In 2013, conservation nonprofit Oceana did a large two-year nationwide study testing seafood samples from restaurants and retail all around the US, and for all tuna, including white, Bluefin, fatty and other claims, sushi places substituted another cheaper fish 71 per cent of the time.

“Where I’ve seen the biggest problems with tuna fraud is in the sushi sector. In numerous seafood fraud studies, both in the US and worldwide, sushi eateries are almost always among the worst performers, especially when it comes to tuna, one of the most popular ingredients.”

He said that “white tuna” is another issue unique to the sushi industry. While the fish appears on the menu at some restaurants, “you never see the term at normal seafood restaurants,” he said.

“There is no such fish as white tuna, the name is meaningless. You might think it means some form of tuna that’s white, but that’s not the case. In the vast majority of studies using DNA testing, most sushi places claiming to serve white tuna have actually substituted escolar, a cheap and undesirable fish that is not any kind of tuna, and is associated with stomach distress and digestive ailments, nicknamed the “ex lax fish,” in the industry.

“Escolar is dangerous enough to be banned in both Japan and Italy.

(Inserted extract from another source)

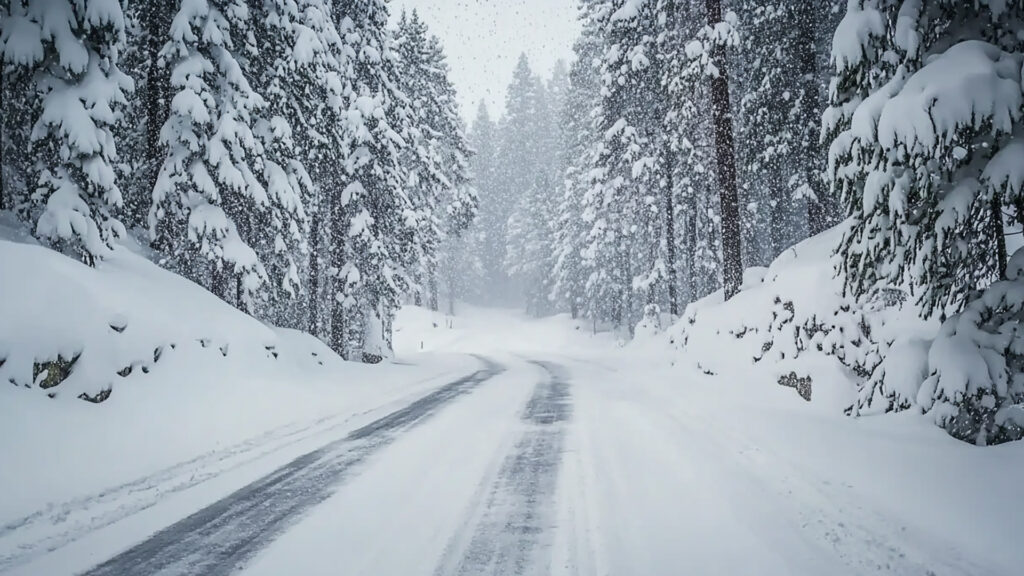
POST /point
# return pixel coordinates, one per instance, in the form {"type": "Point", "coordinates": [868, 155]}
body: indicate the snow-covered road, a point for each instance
{"type": "Point", "coordinates": [553, 458]}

In several different studies conducted by investigative journalists and non-profit organisations, the substitution rate for escolar posing as white tuna in sushi restaurants often ranged from 80 to 100 per cent.”

Spicy tuna sushi rolls can often contain a sauce to disguise cheap scraps of skeletons and parts discarded after tuna is processed for more valuable uses.

“It’s a cheaper processed product sold specifically to serve in this kind of ground dish," he said.

Discussing his recent book Real Food, Fake Food, Olmstead said that overall, seafood is the type of food most prone to fraud.

But he stressed: “I don't want people to be scared to eat,” he added, “I want them to eat better and enjoy delicious food. Be adventurous, be hungry, but be informed.”